La famine comme arme de guerre au Yémen

Malgré les pressions de la communauté internationale, les combats se sont intensifiés mardi à Hodeida, ville portuaire par laquelle transite les trois quarts de l’aide internationale déjà insuffisante pour éviter la famine à 14 millions de civils.

Cela a du sens de se réunir, de discuter des enjeux de la planète et de pouvoir connecter des mondes qui ne se connectent pas facilement. Mais les sujets qui fâchent, le Yémen, la Syrie, les grandes crises humanitaires oubliées ne sont pas à l’ordre du jour », regrette Florent Geel. Directeur Afrique pour la Fédération internationale des droits de l’Homme (Fidh), il participait hier avec une centaine d’autres ONG et entreprises à la suite du Forum de Paris sur la Paix.

Pourtant, le Yémen était dans toutes les têtes hier. Car, malgré les pressions de Washington et de Londres, les combats se sont poursuivis hier dans la ville portuaire d’Hodeida. Des combats très meurtriers avec 111 rebelles, 32 loyalistes et sept civils tués durant les dernières 24 heures. Rappelant la tenue prochaine d’une réunion « importante » en Suède sans cependant donner de date, le ministre français des Affaires étrangères, Jean-Yves Le Drian, est également monté au créneau hier pour exhorter la « communauté internationale » à « arrêter les frais » qualifiant le conflit de « sale guerre ».

« La faim sciemment utilisée pour tuer »

Sale guerre ? Ce conflit, qui oppose depuis 2015 des forces pro-gouvernementales appuyées par l’Arabie saoudite et les émirats arabes unis aux rebelles Houthis en place depuis 2014 et soutenus par l’Iran, a fait quelque 10 000 morts, majoritairement des civils, et plus de 56 000 blessés, selon l’Organisation mondiale de la santé (OMS). Bien plus, selon des responsables humanitaires.

Des milliers de morts et 14  millions de personnes en situation de pré-famine.
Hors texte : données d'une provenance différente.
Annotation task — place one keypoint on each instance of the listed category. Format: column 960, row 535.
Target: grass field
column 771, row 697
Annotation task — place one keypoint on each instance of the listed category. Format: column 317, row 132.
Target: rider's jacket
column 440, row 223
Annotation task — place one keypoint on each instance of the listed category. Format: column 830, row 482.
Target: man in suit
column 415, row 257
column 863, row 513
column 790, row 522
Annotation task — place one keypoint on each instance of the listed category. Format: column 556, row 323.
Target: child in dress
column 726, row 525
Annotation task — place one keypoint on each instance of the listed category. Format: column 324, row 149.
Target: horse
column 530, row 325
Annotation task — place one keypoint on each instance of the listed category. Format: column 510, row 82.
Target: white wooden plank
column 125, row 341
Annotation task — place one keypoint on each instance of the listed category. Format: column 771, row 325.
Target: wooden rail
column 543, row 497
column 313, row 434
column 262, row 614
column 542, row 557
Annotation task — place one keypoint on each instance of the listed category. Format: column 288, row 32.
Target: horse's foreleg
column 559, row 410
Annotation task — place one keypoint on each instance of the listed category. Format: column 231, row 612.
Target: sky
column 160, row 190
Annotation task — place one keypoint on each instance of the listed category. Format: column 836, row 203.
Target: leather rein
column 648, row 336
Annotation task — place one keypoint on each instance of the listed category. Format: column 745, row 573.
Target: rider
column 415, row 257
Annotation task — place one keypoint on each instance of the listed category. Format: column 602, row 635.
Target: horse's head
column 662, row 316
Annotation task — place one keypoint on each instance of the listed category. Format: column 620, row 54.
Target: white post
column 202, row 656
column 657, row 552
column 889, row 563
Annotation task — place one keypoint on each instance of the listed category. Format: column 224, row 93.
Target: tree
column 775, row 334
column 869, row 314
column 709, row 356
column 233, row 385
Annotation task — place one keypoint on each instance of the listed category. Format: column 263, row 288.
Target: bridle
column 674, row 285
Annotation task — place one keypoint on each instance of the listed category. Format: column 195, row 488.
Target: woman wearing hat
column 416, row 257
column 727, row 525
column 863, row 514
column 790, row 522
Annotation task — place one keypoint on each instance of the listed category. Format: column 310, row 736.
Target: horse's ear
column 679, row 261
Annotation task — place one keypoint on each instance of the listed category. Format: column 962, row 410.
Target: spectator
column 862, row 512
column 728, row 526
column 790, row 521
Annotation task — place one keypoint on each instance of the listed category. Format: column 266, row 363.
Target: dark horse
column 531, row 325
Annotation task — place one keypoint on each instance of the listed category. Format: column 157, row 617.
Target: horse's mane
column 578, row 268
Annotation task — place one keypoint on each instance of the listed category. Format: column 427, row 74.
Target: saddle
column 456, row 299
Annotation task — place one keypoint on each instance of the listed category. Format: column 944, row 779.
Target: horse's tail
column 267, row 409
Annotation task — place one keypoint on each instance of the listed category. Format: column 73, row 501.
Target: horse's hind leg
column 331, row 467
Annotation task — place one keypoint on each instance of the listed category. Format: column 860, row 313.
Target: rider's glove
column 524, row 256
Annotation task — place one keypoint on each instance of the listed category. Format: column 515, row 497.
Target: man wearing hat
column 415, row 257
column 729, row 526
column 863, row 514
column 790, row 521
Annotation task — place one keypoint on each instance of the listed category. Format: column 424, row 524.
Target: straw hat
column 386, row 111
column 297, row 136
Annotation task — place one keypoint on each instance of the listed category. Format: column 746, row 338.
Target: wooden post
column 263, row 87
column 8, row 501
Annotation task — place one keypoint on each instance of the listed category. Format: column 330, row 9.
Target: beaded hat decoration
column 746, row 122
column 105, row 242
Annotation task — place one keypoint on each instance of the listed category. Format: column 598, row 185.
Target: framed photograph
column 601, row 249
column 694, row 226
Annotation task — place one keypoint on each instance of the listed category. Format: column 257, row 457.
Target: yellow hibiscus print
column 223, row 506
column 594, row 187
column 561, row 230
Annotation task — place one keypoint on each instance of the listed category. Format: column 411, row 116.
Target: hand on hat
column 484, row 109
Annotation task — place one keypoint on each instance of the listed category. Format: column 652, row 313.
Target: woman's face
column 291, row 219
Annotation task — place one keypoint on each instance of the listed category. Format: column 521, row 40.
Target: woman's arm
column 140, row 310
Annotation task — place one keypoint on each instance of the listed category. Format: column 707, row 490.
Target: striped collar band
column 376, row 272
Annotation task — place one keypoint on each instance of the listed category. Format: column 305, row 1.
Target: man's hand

Il y a un an, le Programme alimentaire mondial (PAM) prévenait que la nourriture était « une arme de guerre » au Yémen. « La faim est instrumentalisée comme une arme de guerre contre les populations civiles. Bombarder les marchés, bloquer l’accès aux routes, empoisonner les puits, détruire les champs… sont autant de manières d’affamer et d’asservir les populations », a rappelé hier l’ONG Action contre la faim qui, à l’occasion du Forum de Paris sur la paix, a lancé l’opération #stophungercrime. « La faim est sciemment utilisée pour tuer, au même titre que les bombes et les balles », insiste-t-elle.

Risques de « sabotage » des infrastructures

Hier encore le secrétaire général Antonio Guterres a de nouveau appelé au cessez-le-feu, expliquant que « si à Hodeida, il y a une destruction du port, ça peut engendrer une situation absolument catastrophique ».

Point d’entrée de trois quarts des importations et de l’aide internationale, cette ville portuaire est sous contrôle des rebelles depuis 2014. Les forces loyalistes tentent de la reconquérir depuis juin. L’offensive sur Hodeida a été suspendue en juillet pour donner une chance aux efforts du médiateur de l’ONU. Après l’échec en septembre de la médiation onusienne, la coalition a annoncé la reprise de l’assaut sur Hodeida qui s’est intensifié à partir du 1er novembre. Les observateurs du conflit décryptent que la coalition estime nécessaire de reprendre Hodeida aux rebelles avant d’entamer des pourparlers de paix avec les Houthis afin de donner plus de poids politique au gouvernement yéménite à la table des négociations.

Intervenant sur place, l’ONG Save the children souligne qu’il « y a un très fort risque que davantage d’attaques aériennes ou terrestres coupent (…) la dernière voie de ravitaillement en produits alimentaires, essence et médicaments des quelque 20 millions de Yéménites qui dépendent des importations passant par Hodeida ». D’aucun craignant également le risque de « sabotage » des infrastructures du port par les Houthis, s’ils étaient forcés de se retirer.